En France, il existe ce qu'on appelle la division nationale de lutte contre le hooliganisme (DNLH). Il s'agit des policiers, au ministère de l'intérieur, qui sont en charge de la doctrine d'organisation des matchs de football. Ce terme lui-même est problématique, qui montre qu'on ne réfléchit à l'organisation des manifestations sportives, du point de vue policier, que pour lutter contre le hooliganisme. Nous n'avons pas une approche ou une doctrine constructive de fluidification et de dialogue, alors que c'est la norme dans la plupart des pays européens. Il y a donc urgence à mener une réflexion sur cette division, qui d'ailleurs n'était pas en charge de l'organisation de la sécurité lors de ce match.
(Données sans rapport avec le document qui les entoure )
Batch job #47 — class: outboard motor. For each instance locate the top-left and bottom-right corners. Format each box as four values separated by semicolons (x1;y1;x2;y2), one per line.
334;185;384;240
En France, à chaque incident, nous avons recours aux mesures collectives - interdictions de déplacement, fermetures de tribunes - et jamais aux mesures individuelles. Il y a urgence à basculer vers des mesures individuelles : il faut exclure de nos stades les personnes qui y posent des problèmes. Ce ne sont que quelques personnes, qui créent d'énormes problèmes et salissent l'image du football français. Ce sont elles qu'il faut viser. Il faut arrêter de mettre les problèmes sous le tapis en prenant des mesures globales, collectives, qui punissent 10 000 ou 15 000 spectateurs pour les actes de cinq, dix ou quinze supporters. Ces mesures ne servent d'ailleurs à rien d'autre qu'à punir des innocents, puisque ces quelques personnes reviennent au match suivant... Mais elles délégitiment l'action des instances sportives et de l'État.

Dernier point : une loi sur le sport devait être votée à la fin du précédent quinquennat. De nombreuses promesses avaient été faites à beaucoup d'acteurs, et notamment aux supporters. Beaucoup d'avancées devaient se concrétiser. Cette loi a été escamotée. Il y a urgence à ce que le Parlement se ressaisisse de l'ensemble de ces sujets. Nous serions très heureux de l'aider dans la rédaction d'améliorations à la réglementation nationale en la matière.